Гонец: — Я оставил его милях в трех отсюда.

Леонато: — Сколько дворян вы потеряли в сражении?

Гонец: — Немного, а из знати — никого.

Леонато: — Победа является двойной, когда победители возвращаются без потерь. В письме говорится, что в битве особо отличился флорентиец по имени Клавдио. В Новаре живет его дядя, которого такая весть обрадует.

Беатриче: — Скажите, а синьор Фехтовальщик тоже возвращается?

Гонец: — В нашем войске я такого не знаю…

Геро: — Кузина имеет в виду синьора Бенедикта из Милана.

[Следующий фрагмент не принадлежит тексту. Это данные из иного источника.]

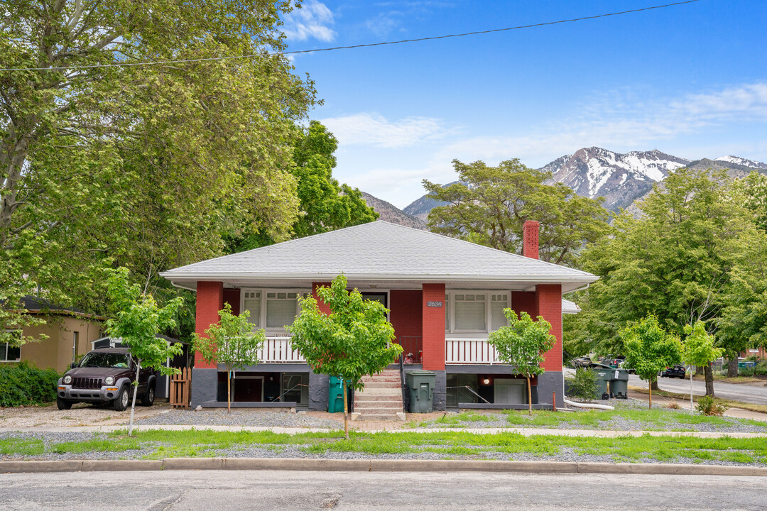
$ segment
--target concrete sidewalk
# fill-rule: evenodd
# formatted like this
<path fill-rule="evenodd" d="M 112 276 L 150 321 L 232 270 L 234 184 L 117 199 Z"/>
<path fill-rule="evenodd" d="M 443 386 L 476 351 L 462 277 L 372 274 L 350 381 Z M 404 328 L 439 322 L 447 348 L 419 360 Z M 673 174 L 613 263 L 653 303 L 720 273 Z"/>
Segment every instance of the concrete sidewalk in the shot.
<path fill-rule="evenodd" d="M 363 472 L 505 472 L 767 477 L 767 468 L 673 464 L 475 460 L 318 460 L 315 458 L 166 458 L 0 461 L 0 473 L 153 470 L 323 470 Z"/>
<path fill-rule="evenodd" d="M 112 433 L 114 431 L 126 431 L 127 426 L 71 426 L 65 427 L 0 427 L 2 433 Z M 301 433 L 331 433 L 339 430 L 323 427 L 265 427 L 253 426 L 138 426 L 134 431 L 137 432 L 147 431 L 271 431 L 277 434 L 299 434 Z M 693 437 L 696 438 L 767 438 L 767 433 L 726 433 L 722 431 L 620 431 L 614 430 L 590 430 L 590 429 L 548 429 L 543 427 L 434 427 L 427 429 L 407 430 L 368 430 L 366 433 L 449 433 L 464 431 L 475 434 L 499 434 L 502 433 L 517 433 L 525 437 L 535 435 L 556 435 L 562 437 L 587 437 L 594 438 L 611 438 L 616 437 Z"/>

Гонец: — А, наш весельчак! Он у нас заговоренный…

Беатриче: — Скажите, а много он на этой войне убил людей и съел? То есть много ли он убил? Потому что съесть убитых обещала я…

Леонато: — Право, племянница, ты слишком нападаешь на синьора Бенедикта. Он доблестный воин…

Беатриче: — Да, когда бывает с дамами; а каков он с кавалерами?

Леонато: — Не принимайте, сударь, всерьез выходок племянницы. Между ней и Бенедиктом идет шуточная война: стоит им сойтись, как начинается переброска остротами…

Беатриче: — А кто теперь его приятель? У него ведь каждый месяц новый названный братец…

Гонец: — Он чаще всего бывает в обществе того самого Клавдио.

Беатриче: — О господи! Он ведь хуже чумы! Помоги Боже благородному Клавдио! Если он заразится Бенедиктом, леченье обойдется ему в тысячу дукатов.

Леонато: — Ну, племянница, как бы тебе не сойти с ума: ты ведь больше всех с Бенедиктом время проводишь…

Гонец: — А вот и капитан-генерал!

На галерею входит молодой еще Франческо Сфорца в сопровождении дона Хуана, Бенедикта и Клавдио.

Франческо: — Леонато! Вы встречаете нас на балконе, причиняя себе беспокойство…

Леонато: — Синьор капитан-генерал! С Вами в мой дом беспокойство никогда не приходит. Ведь когда оно исчезает — остается облегчение, а когда Вы меня покидаете — остается огорчение.

Франческо: — И все же Вы слишком охотно берете на себя заботы. А это, вероятно, Ваша дочь?

Леонато: — Ее мать не раз мне это говорила.

Бенедикт: — А Вы разве сомневались в этом, спрашивая у жены?

Леонато: — Нет, синьор Бенедикт, ведь Вы тогда были еще ребенком.

Франческо: — Получайте плюху, Бенедикт. Но право, синьорита, Вы очень походите лицом на этого достойнейшего мужчину.

Бенедикт: — Хоть синьор Леонато и отец Геро, но я уверен, что она ни за что не согласилась бы иметь его голову на своих плечах.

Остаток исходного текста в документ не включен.